His comment is soft and inquisitive, an invitation for me to share more, but only if I want to. He’s not prying for information. Not the way that so many people did for so many years.

“It was definitely different,” I say, still gazing at the ebony guitar. “He was larger than life, even when it was just the two of us hanging out in the hotel suite in some random foreign city. He was just this fearless, passionate man who somehow managed to be everything to everyone, and still be my dad at the same time.”

“He sounds like he was a great guy.”

I smile. “I used to sit backstage and watch him perform with earplugs in because I loved watching him transform from the guy who reads me bedtime stories to the creature that shreds guitar strings on stage and screams into microphones in front of thousands. It always fascinated me, that duality. I thought he was the coolest person alive.”

Joe chuckles softly. “He was.”

I lightly punch his knee lightly. “Were you serious before? When you said you were a fan of him?”

He nods, his voice becoming reverent. “I remember first hearing them when I was a young teenager. Maybe middle school? It was like he was singing the things I couldn’t say, even though I was just a kid experiencing childish troubles.”

“Your troubles weren’t childish,” I argue lightly. “You lost someone important to you, too.”

Joe shrugs. “His songs really did help me with that grief, I guess. The loneliness, too. He had such an unapologetic way of describing emotions. I think he was probably one of the only rockstars in existence who was secure enough in his masculinity to admit that he cries.”

I smile wistfully. “I know. He was so easily vulnerable. He’d cry onstage and never cared about wiping away the tears.”

“And another thing is that—even though Schism rose to fame after my dad had already passed, I knew that he would’ve loved their music,” Joe says.

My chest twinges with the desire to reach out for him. To touch him. To hold him. The room feels heavy with shared memories, the weight of our fathers’ absences filling the silence between us. There’s also a sense of comfort in it, though. A sense that we’re not alone in this quiet grief.

“He didn’t just love the music,” I continue. “He loved his fans. He used to say he was singing for them, for the people who needed the music more than he did. You may have just been a kid, but I know he would’ve been so happy to know that you were so moved by his music.”

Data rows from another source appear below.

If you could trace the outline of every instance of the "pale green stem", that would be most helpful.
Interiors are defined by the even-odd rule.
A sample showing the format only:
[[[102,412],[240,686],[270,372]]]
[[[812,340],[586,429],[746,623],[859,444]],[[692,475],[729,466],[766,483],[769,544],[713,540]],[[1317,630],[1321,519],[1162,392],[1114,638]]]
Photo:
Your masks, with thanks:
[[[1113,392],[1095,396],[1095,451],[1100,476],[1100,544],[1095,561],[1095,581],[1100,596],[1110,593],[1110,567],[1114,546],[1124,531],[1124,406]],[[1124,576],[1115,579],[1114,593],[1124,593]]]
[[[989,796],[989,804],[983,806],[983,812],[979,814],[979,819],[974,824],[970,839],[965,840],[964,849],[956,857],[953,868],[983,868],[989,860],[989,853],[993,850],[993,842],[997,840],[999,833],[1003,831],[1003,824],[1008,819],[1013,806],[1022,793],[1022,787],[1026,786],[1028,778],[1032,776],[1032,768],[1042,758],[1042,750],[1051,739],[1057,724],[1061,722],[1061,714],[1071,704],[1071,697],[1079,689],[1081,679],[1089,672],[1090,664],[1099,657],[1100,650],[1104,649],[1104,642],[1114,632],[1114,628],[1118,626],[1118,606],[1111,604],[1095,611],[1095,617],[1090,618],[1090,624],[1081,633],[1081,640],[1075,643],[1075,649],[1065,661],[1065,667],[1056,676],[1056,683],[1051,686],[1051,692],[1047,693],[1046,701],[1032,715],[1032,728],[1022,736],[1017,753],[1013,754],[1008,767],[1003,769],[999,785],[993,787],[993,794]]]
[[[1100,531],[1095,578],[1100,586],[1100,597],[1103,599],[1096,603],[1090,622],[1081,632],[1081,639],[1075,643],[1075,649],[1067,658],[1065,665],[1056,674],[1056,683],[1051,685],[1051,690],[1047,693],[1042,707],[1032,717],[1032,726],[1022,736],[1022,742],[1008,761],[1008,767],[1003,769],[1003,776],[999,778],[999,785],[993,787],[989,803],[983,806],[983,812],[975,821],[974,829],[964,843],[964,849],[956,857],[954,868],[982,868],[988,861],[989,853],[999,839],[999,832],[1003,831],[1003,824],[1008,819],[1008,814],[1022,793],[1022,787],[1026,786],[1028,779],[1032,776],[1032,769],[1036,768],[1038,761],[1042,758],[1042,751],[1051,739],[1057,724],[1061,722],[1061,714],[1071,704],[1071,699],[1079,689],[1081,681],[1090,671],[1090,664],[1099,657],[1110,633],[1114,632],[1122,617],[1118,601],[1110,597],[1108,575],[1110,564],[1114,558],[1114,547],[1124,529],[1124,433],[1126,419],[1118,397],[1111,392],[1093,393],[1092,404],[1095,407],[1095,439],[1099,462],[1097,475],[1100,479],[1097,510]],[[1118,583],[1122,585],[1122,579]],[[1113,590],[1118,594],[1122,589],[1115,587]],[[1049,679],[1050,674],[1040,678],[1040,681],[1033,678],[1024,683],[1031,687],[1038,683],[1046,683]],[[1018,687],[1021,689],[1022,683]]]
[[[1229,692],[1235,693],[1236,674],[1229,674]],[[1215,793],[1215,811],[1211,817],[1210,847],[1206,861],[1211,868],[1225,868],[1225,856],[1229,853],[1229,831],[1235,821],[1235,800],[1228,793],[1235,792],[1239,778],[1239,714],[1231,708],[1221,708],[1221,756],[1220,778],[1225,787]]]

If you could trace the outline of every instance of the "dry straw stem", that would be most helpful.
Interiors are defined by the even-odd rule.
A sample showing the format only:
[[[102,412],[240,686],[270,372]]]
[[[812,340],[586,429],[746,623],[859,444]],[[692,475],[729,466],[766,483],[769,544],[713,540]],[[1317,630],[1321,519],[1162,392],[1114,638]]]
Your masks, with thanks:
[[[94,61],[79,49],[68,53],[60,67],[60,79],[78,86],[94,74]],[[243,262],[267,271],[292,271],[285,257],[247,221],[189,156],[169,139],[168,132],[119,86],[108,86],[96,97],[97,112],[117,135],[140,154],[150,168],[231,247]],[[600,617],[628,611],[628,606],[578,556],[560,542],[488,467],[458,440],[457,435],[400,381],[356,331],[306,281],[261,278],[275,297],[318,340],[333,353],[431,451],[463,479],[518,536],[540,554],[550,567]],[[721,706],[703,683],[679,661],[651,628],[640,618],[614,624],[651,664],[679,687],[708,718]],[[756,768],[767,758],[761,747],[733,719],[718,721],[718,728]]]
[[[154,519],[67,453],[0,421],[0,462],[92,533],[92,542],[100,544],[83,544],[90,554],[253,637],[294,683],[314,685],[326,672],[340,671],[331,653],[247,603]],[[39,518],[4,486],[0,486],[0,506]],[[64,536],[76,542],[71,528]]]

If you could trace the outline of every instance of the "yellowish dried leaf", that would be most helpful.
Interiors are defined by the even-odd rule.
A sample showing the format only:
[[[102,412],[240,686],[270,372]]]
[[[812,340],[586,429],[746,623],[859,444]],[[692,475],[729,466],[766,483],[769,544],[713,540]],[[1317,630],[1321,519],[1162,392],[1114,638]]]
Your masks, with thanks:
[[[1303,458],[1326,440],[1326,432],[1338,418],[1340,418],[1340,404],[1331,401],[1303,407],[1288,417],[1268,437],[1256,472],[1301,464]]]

“That’s nice of you to say.”

“I mean it.” I let out a long breath, frowning down at Isabeau. “Gosh, I really miss him.”

Joe’s hand finds mine a second later. I glance up, caught in his steady, reassuring gaze.

“I miss my dad, too,” he says softly.

He doesn’t need to say anything more than that. He doesn’t need to explain himself. In turn, I know that I don’t need to explain myself to him, either. I nod, squeezing his hand in silent gratitude. We sit there for a little while longer, just two people who understand loss in a way that most people don’t.

Eventually, we make our way back inside, heading to the nest I’ve created for myself in the nook lined with window seats. Instead of excusing himself for the evening, Joe sits down beside me on the blanket-cushioned floor. He loosens his tie and wriggles around for a moment as he discards his tuxedo jacket.

Is this too far? Should we not be sitting so close to each other at such a late hour? Should I not be flicking my gaze down to his lips and wondering what it would be like to kiss him right now?

Who is Joe to me? A friend? An employee? A potential business partner? A guy who is nice enough to lie for my sake? A rough-hewn man who will dance a waltz with me in dazzling candlelight simply because he knew I wanted to?

Instead of broaching the subject of goodbyes, we drift into a comfortable silence. I can feel my eyes growing heavy, the warmth of the room lulling me into a deep sense of peace. The distant sound of the waves whispers across the dunes and slips inside, lulling me into sleepiness as I sink down on the floor. I don’t even care that my dress is tangled around my legs, or that I can’t remember the last time I’ve been so raw and unfiltered in front of another person.

The last things I remember are Joe’s hand resting beside mine and the quiet sounds of us breathing in sync, as if sharing a dream. He’s relaxed, drifting away as easily as I am.